An accurate feed-forward calculation of the boiler load demand in the unit control requires knowledge of the unit efficiency. Since the efficiency is highly non-linear and dependent on several internal and external process values, it is very difficult to accurately determine what the actual current efficiency is. Therefore a concept based on actual historical data, fed into a neural network model, has been applied. This has proved to be a cost effective way of modeling with a short lead time.
By using a neural network, trained on actual measured data, it has proved possible to arrive at an accurate estimate of unit efficiency. Repeated training with data based on new measurements ensures that the neural network accounts fully for changes in plant behaviour, for example arising from wear and tear.
The calculation can be done on-line as a fully integrated function of the Siemens SPPA-T3000 control system. It can also be used as a third party supplied addition to other control systems.
Siemens SPPA-P3000 neural networks can be used in various ways and for different purposes.

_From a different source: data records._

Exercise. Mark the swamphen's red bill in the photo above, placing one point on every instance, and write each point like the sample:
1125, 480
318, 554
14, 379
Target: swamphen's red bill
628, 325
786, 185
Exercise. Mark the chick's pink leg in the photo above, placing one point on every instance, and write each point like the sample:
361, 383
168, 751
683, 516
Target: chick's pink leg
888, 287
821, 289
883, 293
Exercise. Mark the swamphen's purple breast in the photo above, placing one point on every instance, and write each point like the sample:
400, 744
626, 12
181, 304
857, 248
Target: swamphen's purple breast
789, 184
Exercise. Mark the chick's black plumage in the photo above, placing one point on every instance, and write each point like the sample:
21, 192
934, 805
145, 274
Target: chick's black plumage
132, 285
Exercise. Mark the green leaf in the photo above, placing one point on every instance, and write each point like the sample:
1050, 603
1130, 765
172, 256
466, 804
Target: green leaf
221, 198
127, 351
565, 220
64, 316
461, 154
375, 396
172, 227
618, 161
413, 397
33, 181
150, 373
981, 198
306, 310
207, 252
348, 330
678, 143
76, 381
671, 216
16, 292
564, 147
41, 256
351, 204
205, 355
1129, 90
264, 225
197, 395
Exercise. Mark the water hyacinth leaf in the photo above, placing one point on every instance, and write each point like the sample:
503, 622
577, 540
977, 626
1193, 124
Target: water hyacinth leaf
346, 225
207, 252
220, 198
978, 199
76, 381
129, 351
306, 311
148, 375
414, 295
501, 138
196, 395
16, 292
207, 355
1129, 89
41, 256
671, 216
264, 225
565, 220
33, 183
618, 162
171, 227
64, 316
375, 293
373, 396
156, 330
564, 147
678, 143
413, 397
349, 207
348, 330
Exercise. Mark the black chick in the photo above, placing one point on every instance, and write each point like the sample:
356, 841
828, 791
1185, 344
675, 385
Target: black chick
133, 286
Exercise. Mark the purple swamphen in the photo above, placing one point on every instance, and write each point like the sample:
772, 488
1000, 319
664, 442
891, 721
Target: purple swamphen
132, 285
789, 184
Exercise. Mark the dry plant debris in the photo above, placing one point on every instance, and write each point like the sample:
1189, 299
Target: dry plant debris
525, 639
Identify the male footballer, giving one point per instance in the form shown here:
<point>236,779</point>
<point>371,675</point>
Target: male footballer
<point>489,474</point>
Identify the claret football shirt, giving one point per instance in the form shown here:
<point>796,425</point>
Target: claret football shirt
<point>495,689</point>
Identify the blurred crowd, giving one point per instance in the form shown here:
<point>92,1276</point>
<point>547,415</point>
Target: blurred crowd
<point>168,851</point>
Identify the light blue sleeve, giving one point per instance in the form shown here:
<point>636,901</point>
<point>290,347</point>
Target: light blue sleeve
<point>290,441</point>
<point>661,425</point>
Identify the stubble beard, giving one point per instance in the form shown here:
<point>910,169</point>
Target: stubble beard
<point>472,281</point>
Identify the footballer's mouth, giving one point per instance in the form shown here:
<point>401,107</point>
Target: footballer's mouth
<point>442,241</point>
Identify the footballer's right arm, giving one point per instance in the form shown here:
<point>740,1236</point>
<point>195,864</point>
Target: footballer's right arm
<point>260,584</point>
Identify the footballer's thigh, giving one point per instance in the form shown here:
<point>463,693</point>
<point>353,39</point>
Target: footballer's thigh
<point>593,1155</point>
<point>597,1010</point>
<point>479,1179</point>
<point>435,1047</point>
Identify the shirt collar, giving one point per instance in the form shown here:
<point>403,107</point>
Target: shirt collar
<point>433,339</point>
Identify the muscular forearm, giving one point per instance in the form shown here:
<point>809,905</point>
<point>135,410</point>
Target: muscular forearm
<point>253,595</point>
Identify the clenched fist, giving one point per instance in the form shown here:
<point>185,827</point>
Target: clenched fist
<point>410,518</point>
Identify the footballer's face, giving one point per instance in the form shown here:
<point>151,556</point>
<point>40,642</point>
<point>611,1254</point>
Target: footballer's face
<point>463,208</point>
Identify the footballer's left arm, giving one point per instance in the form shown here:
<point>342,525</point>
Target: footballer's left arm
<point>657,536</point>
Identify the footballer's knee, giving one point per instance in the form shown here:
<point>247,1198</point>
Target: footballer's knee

Whenever the mathematical description of a process becomes too complex, or even impossible, a neural network can be employed. Other possible applications are the calculation of:
• main steam flow without efficiency reducing differential pressure measurements;
• energy content of combined cycle plant exhaust gases, for a better control of heat recovery steam generators; and
• boiler emissions, leading to improved control of combustion.
As the neural network is a fully integrated module within the distributed control system and can be freely parametrised and monitored, no adjustment to the specific application is required.